Staff Report From Georgia CEO

Wednesday, November 6th, 2024

CEOs are facing mounting pressure to deliver—or increasingly risk being shown the door. The correlation is growing between total shareholder returns (TSR) and CEOs staying on the job: 42% of S&P 500 companies that changed CEOs in 2024 had a TSR that fell below the 25th percentile, indicating low performance. This share marks a steady increase from 30% in 2017.

That is according to a new report by The Conference Board, ESGAUGE, Heidrick & Struggles, and Semler Brossy. The study examines several aspects of CEO succession, including a gender analysis: While the share of women CEOs has grown, the vast majority (69%) of incoming female CEOs are being hired by smaller firms with less than $5 billion in revenue. Only one appointment was made at a company with over $25 billion in revenue.

The study also reveals that CEOs are staying in their roles longer. For example, succession rates for those aged 64 and older dropped by 8% in 2024. "The fact that CEOs are staying longer may point to a 'retirement cliff' on the horizon. Boards need to refine their succession strategies to ensure they're prepared for a potential wave of leadership transitions in the near future," said Matteo Tonello, coauthor of the report and Head of TCB Benchmarking and Analytics at The Conference Board.

Additional findings include:

CEO Succession and Firm Performance

There's a growing link between total shareholder returns and whether CEOs are shown the door:

  • S&P 500: 42% of companies that changed CEOs in 2024 had a TSR that fell below the 25th percentile, indicating low firm performance. This share has steadily increased from 30% in 2017. 

  • Russell 3000: Nearly half (45%) of companies that changed CEOs had a TSR below the 25th percentile, increasing from 29% in 2017.

  • Increased pressure on underperforming CEOs: "The gap in succession rates between low- and high-performing companies has widened significantly. It's a clear signal to CEOs: Deliver value or face heightened scrutiny.
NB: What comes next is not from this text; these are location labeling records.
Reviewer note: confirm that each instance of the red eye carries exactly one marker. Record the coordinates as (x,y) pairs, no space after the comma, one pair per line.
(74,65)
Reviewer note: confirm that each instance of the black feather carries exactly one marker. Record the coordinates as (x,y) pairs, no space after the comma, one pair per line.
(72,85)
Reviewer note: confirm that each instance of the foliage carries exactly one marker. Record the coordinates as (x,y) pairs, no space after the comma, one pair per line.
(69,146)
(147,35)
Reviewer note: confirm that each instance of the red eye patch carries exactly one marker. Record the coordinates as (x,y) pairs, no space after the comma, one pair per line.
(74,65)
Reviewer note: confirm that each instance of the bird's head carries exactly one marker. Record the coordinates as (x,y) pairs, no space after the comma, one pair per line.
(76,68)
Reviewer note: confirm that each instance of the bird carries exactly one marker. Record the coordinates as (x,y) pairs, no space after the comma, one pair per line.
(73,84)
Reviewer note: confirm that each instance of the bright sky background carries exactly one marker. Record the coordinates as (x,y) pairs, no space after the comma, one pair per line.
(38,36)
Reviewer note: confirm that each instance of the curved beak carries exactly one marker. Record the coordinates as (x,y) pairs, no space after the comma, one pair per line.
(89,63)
However, boards should be cautious about overemphasizing short-term results at the expense of long-term strategy and sustainability," said Lyndon Taylor, Partner at Heidrick & Struggles.

Women CEOs

The number of female CEOs has steadily risen in recent years, but significant progress remains:

  • S&P 500: Women held 10% of CEO positions in 2024, a 4-percentage-point increase since 2018.

  • Russell 3000: Women held 8% of CEO positions, a 3-percentage-point increase since 2018.
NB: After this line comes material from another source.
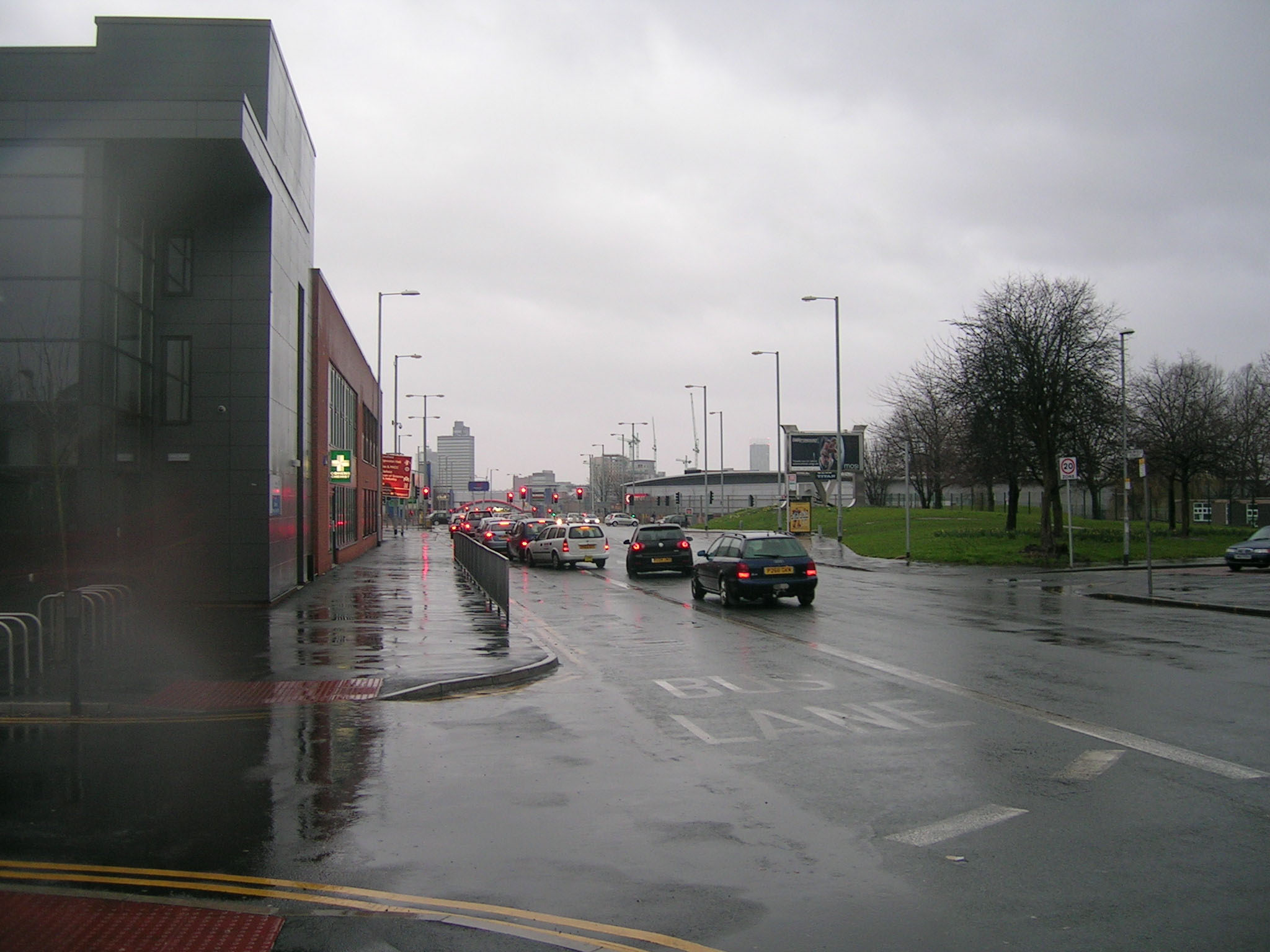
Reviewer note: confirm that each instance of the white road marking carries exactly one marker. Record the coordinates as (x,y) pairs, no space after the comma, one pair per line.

  • Despite gains, more work to be done: "To truly move the needle, larger firms should consider examining their talent pipelines and succession planning processes. The rapid increase of women on boards shows more change is possible," said Blair Jones, coauthor of the report and Managing Director at Semler Brossy.

Internal vs. External CEO Hires

Companies continue to favor internal promotions for CEO openings:

  • S&P 500: 77% of new CEOs were internal hires in 2024.

  • Russell 3000: 59% were internal hires.

  • In-house experience remains valuable: "Internal candidates are often favored due to their extensive institutional knowledge and understanding of company culture. Yet, our research shows that firms facing performance declines tend to recruit externally, likely because their new insights can catalyze transformation," said Jason Schloetzer, coauthor of the report and professor at Georgetown University.

It pays to stay put: At larger companies, nearly 30% of incoming CEOs have 20+ years at the company:

  • S&P 500: The share of incoming "insider" CEOs with +20 years of tenure-in-company is 27% in 2024, up from 18% in 2022. Average tenure of incoming internal CEOs is 17 years.

  • Russell 3000: Average tenure is 10 years.

Incoming CEOs are paid less than externally hired ones:

  • S&P 500 and Russell 3000: On average, externally hired CEOs were paid 33% more than internal CEOs in 2023.

  • External hires need more incentives: "Internal candidates are often new to the job, and their long-term incentive plan tends to increase their pay as they gain skills in the role. Moreover, internal candidates have already accumulated equity in the company, whereas outside hires need upfront grants to replace the equity from their prior job," said Umesh Tiwari, Executive Director of ESGAUGE.

Note: Findings are based on proxy statements by Russell 3000 and S&P 500 companies up to October 20, 2024.